CIBER, Inc. (NYSE:CBR) has experienced an increase in support from the world’s most elite money managers in recent months.
In the financial world, there are tons of indicators investors can use to monitor their holdings. A pair of the most under-the-radar are hedge fund and insider trading movement. At Insider Monkey, our research analyses have shown that, historically, those who follow the best picks of the best fund managers can outpace the broader indices by a solid amount (see just how much).
Equally as key, positive insider trading sentiment is another way to parse down the investments you’re interested in. Just as you’d expect, there are a variety of stimuli for an upper level exec to drop shares of his or her company, but just one, very clear reason why they would initiate a purchase.
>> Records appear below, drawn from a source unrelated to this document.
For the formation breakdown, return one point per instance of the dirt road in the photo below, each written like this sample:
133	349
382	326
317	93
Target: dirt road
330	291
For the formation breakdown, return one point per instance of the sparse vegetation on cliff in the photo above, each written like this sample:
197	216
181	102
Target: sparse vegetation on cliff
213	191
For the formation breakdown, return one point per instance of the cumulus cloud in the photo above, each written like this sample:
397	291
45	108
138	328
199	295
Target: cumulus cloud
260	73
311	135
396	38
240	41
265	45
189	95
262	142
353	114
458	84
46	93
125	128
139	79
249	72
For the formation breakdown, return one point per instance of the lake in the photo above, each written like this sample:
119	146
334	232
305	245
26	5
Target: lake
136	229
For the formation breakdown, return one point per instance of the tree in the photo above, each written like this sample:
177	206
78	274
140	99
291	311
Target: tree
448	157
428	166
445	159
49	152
Plenty of academic studies have demonstrated the useful potential of this tactic if investors understand what to do (learn more here).
Consequently, it’s important to take a gander at the recent action encompassing CIBER, Inc. (NYSE:CBR).
What have hedge funds been doing with CIBER, Inc. (NYSE:CBR)?
In preparation for this quarter, a total of 12 of the hedge funds we track were long in this stock, a change of 50% from the previous quarter. With hedge funds’ sentiment swirling, there exists a select group of noteworthy hedge fund managers who were increasing their holdings meaningfully.
When looking at the hedgies we track, Royce & Associates, managed by Chuck Royce, holds the biggest position in CIBER, Inc. (NYSE:CBR). Royce & Associates has a $9.8 million position in the stock, comprising less than 0.1%% of its 13F portfolio. Sitting at the No. 2 spot is D E Shaw, managed by D. E. Shaw, which held a $2.4 million position; less than 0.1%% of its 13F portfolio is allocated to the company. Remaining hedgies that hold long positions include Israel Englander’s Millennium Management, Jim Simons’s Renaissance Technologies and Glenn Russell Dubin’s Highbridge Capital Management.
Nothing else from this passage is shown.